Tenho para mim que o princípio democrático que inspira e legitima


a nossa ordem jurídica não tolera, seja qual for o título, meios de
investigação que passem pelo arguido infamar-se a si próprio, ainda que
a troco de paga, nem pela denúncia dos seus cúmplices e correlegionários.
Eram métodos próprios dos sistemas inquisitórios.
Com os meios preventivos e repressivos de que o Estado moderno
se dotou é hoje absolutamente inadmissível o recurso a tais métodos de
investigação policial e processual. Por isso que o sistema acusatório
moderno se diz também sistema democrático.
O princípio da lealdade é porventura ainda apenas um princípio
deontológico, moral, mas não tenhamos ilusões que enquanto não estiver
bem claro nas leis e não entrar bem fundo nas ideias e nos costumes que
nem a confissão do arguido, mesmo em se tratando do odioso crime de
corrupção, nem a denúncia dos corresponsáveis não interessa à Justiça,
enquanto isto não for consciência comum, sempre a polícia, qualquer
polícia do mundo, sobretudo onde intervêm ideologias e apartheids
raciais ou sociais, violará a dignidade pessoal e procurará penetrar na
consciência do suspeito, decerto por brio e eficácia profissional, mas não
só6.
Há que travar este combate que a função do jurista em democracia
não é somente a de conhecer as leis que em dado momento o poder
político criou. As leis são mutáveis, só os princípios permanecem.

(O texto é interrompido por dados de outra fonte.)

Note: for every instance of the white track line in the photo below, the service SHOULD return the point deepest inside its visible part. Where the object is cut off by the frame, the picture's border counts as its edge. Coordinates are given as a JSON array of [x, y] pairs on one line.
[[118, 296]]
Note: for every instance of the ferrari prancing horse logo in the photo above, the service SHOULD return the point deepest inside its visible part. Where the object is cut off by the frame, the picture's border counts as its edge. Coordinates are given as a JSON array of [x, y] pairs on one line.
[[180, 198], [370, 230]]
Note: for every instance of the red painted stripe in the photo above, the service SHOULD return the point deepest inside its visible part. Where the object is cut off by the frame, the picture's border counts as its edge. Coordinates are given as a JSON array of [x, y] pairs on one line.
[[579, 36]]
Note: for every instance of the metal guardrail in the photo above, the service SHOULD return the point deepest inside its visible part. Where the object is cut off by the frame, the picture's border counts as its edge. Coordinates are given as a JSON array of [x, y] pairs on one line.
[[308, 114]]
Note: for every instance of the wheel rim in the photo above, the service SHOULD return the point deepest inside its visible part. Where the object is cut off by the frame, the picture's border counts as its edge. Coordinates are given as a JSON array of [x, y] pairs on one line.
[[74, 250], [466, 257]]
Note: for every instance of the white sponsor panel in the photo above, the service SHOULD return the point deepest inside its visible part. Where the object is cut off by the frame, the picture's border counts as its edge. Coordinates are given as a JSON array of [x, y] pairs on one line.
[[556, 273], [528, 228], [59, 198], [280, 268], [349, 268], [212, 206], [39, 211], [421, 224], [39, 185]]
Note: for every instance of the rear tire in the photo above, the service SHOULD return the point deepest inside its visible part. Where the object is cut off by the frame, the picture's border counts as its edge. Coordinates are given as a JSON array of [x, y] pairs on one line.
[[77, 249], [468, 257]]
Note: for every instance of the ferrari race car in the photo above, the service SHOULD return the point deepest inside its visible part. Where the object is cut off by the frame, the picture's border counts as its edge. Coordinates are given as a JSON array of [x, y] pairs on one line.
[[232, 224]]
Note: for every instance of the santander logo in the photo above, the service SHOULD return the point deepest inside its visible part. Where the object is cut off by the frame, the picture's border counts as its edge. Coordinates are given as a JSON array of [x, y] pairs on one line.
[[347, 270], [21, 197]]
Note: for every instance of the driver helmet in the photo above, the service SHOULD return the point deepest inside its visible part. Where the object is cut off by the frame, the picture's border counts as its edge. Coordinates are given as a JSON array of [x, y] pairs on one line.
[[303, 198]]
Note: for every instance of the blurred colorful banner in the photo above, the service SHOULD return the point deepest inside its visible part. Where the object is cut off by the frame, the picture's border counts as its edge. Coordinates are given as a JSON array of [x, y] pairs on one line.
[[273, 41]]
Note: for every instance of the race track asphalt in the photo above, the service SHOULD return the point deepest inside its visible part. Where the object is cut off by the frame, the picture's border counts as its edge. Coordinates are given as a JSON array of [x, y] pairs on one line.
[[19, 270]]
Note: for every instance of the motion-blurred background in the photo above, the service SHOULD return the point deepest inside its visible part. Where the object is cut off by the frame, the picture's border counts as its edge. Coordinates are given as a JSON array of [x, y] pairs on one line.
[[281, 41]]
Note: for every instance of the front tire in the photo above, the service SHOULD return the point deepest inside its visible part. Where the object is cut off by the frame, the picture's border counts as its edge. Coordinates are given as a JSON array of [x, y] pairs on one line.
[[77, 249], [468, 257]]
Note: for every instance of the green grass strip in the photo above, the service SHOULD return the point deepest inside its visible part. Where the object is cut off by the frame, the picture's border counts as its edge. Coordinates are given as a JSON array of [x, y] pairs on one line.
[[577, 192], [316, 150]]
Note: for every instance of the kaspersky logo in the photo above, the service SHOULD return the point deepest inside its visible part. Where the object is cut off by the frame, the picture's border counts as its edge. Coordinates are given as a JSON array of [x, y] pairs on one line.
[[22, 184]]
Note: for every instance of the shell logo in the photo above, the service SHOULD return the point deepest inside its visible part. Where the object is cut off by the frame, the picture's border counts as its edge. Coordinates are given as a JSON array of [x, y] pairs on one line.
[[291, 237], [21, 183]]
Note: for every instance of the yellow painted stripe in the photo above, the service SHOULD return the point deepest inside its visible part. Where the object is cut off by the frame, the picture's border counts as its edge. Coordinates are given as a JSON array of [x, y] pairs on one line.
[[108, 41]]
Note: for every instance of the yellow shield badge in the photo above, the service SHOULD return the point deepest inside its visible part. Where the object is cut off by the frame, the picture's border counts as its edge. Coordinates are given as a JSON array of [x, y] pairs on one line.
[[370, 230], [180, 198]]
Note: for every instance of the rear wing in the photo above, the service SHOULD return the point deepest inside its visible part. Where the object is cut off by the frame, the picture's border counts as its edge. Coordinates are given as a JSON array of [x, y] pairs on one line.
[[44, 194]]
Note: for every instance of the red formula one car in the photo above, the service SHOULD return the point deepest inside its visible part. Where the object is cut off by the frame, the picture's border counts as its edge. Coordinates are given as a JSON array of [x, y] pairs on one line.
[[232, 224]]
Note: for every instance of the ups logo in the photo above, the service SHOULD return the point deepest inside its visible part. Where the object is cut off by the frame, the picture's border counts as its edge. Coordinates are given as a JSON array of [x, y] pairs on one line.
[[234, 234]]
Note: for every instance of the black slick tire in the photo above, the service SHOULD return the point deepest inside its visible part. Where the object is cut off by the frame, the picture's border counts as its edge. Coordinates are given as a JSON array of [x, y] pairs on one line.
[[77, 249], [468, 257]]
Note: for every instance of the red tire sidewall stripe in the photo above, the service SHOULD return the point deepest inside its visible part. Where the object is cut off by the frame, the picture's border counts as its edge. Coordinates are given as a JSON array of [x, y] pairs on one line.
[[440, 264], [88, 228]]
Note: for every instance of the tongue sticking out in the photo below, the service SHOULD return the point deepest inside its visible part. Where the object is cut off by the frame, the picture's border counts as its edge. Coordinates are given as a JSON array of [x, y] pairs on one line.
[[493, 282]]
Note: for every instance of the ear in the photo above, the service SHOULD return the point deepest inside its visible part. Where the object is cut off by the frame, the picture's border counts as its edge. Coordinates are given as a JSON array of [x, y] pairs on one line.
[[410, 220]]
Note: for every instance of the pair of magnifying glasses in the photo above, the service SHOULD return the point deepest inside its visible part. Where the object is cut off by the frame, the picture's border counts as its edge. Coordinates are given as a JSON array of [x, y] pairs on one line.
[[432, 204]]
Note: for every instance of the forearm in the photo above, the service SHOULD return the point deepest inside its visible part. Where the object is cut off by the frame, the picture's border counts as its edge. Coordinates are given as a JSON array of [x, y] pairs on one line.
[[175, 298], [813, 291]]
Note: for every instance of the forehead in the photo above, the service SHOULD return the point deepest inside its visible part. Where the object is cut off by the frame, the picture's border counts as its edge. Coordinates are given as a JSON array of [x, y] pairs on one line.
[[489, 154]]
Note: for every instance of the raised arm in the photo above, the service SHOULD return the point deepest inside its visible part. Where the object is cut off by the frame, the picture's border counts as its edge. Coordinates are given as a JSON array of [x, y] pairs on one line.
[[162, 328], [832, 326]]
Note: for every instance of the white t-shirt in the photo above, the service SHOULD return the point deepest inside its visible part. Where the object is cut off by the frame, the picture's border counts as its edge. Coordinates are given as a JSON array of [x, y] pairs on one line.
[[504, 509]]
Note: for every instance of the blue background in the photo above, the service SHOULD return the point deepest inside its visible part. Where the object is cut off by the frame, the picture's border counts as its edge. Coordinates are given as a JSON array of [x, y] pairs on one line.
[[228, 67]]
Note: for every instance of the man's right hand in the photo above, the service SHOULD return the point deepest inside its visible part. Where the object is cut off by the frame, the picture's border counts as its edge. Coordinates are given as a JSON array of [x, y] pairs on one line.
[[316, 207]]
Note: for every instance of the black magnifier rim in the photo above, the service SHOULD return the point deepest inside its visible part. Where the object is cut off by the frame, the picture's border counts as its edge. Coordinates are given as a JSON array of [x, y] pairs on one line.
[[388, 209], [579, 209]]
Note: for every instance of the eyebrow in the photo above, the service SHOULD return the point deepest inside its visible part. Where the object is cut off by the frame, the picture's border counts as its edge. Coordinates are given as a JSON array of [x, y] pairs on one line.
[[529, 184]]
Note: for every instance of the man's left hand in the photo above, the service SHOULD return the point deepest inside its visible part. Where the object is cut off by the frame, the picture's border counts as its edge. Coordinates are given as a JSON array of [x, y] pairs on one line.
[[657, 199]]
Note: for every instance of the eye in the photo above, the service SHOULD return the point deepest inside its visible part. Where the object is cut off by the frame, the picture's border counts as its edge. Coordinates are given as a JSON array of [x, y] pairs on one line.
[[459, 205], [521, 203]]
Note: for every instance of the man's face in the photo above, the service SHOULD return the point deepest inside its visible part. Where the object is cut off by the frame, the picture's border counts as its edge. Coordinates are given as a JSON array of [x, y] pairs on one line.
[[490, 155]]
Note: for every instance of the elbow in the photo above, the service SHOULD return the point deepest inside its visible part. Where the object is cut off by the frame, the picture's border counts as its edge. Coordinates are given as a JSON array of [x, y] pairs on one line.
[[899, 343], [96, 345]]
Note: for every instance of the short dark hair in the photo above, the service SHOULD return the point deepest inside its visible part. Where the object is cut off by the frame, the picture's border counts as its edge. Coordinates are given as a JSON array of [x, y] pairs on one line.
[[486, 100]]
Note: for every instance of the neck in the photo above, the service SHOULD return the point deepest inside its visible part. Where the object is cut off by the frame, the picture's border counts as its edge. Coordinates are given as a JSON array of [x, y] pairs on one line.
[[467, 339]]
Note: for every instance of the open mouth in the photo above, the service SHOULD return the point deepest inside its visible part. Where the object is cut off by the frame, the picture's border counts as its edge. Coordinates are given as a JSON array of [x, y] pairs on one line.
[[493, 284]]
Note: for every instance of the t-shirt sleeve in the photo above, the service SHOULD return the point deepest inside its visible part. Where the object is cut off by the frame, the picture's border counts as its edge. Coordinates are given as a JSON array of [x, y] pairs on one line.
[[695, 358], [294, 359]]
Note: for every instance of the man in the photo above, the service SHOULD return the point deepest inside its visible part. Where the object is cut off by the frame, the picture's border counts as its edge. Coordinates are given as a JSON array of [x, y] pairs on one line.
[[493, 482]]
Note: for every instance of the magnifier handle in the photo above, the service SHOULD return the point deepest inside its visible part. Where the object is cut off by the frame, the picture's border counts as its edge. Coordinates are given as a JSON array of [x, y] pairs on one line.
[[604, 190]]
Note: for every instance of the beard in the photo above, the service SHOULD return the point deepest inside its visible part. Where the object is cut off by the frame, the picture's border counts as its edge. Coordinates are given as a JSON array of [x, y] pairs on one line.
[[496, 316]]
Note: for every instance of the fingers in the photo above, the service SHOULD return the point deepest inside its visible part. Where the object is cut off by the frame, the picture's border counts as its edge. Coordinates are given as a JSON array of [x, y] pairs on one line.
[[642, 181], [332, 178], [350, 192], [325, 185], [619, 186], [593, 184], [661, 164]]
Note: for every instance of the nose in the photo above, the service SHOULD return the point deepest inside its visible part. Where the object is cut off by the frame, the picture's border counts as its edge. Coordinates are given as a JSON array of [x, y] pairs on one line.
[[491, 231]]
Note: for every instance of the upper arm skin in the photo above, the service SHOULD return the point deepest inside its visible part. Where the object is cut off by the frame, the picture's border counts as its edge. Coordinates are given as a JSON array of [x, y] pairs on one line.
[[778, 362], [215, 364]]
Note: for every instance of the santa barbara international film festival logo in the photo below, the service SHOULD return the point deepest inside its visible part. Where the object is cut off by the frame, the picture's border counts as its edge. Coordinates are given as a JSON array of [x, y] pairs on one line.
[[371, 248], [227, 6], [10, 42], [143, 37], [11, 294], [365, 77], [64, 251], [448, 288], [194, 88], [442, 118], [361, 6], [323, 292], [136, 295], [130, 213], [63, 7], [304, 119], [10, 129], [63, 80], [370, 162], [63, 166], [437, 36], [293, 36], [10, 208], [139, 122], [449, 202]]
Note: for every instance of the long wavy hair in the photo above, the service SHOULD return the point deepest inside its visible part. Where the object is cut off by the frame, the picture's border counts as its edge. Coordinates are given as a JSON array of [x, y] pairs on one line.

Lisboa, 20 de Dezembro de 1994.

O arto 9° da Lei n° 36/94 nada tem que ver com o crime de corrupção passiva, que é crime
autónomo do de corrupção activa. Parece-me claro que as autoridades de investigação não
se contentarão com a denúncia e provas do crime do próprio.
6D. António Ferreira Gomes, A Sociedade eo Trabalho: Democracia, Sindicalismo,
Justiça e Paz, «■ Direito e Justiça»,Vol.I,n°1,1980,p. 12.